3. Although the bank will pay back all of its savers in full, when they ask for their money, not all of its borrowers will repay their full loans: some will go bankrupt, others will default in other ways. So the average lending rate has to be even further above the average savings rate, to cover that too.

4. Banks lend out money on different terms to those on which they accept savings. For example, savings accounts can often be emptied at a moment's notice, or with 90 days notice, or 1 year of notice. So in effect, the bank is borrowing short-term money. Whereas loans and mortgages aren't repaid in such short intervals: they get repaid over months to decades. And usually, the yield curve (yields vs loan duration) curves upwards, which means that longer-term loans carry higher interest rates than shorter-term loans.

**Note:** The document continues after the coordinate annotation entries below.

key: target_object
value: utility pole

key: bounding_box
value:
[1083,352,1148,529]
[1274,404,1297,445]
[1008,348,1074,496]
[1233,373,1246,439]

• But do banks operate as this? the money multiplier view is that banks create loans from deposits. The endogenous money theory says it does not. What banks do instead is simply to put in assets X for the loan, and then put in their liabilities X for the deposits (which is the money the individual is entitled to, as part of the loan). – user928172 Nov 20 '17 at 13:39
• Those are two ways of looking at the same thing, because a bank's balance sheet always has to balance; and because money - once lent - tends to leave the bank. – EnergyNumbers Nov 20 '17 at 13:42

There are two topics mixed up here and they aren't really "doctrine":

1. On one hand, there's a reserve requirement. This ubiquitous regulation comes from the fact that banks are by their very nature illiquid: if they make a profit by lending other people's money then they can't give all that money back immediately. A minimum of liquid reserves may (or may not!) be established, by the central bank and/or the bank itself, to safeguard deposits.

2. On the other hand, consider that the bank lends all the money he's allowed. The borrowers won't have immediate use of that money, so they store it in the bank once again as deposits. Now, the bank can get those new deposits, fulfill their reserve requirement and lend that money once again. Repeat this to infinity, that is, until 100% of the original money is reserve requirement. Suppose you have 10% of R.R.: $$C_1=100\%-(100*{10\over 100})=90\%\\ C_2=90\%-(90*{10\over 100})=81\%\\ ...\\ C_n=0.9^n\\ \sum_{n=1}^\infty C_n={0.9\over{1-0.9}}=900\%$$ What this means is that, even though the economy has a certain amount of cash, it may behave as if there's more, with an upper bound on 900%. The bank isn't benefiting with money creation except that it's lending more money than at first sight.

The spread neither influence the reserve requirement nor the money supply expansion argument seen above.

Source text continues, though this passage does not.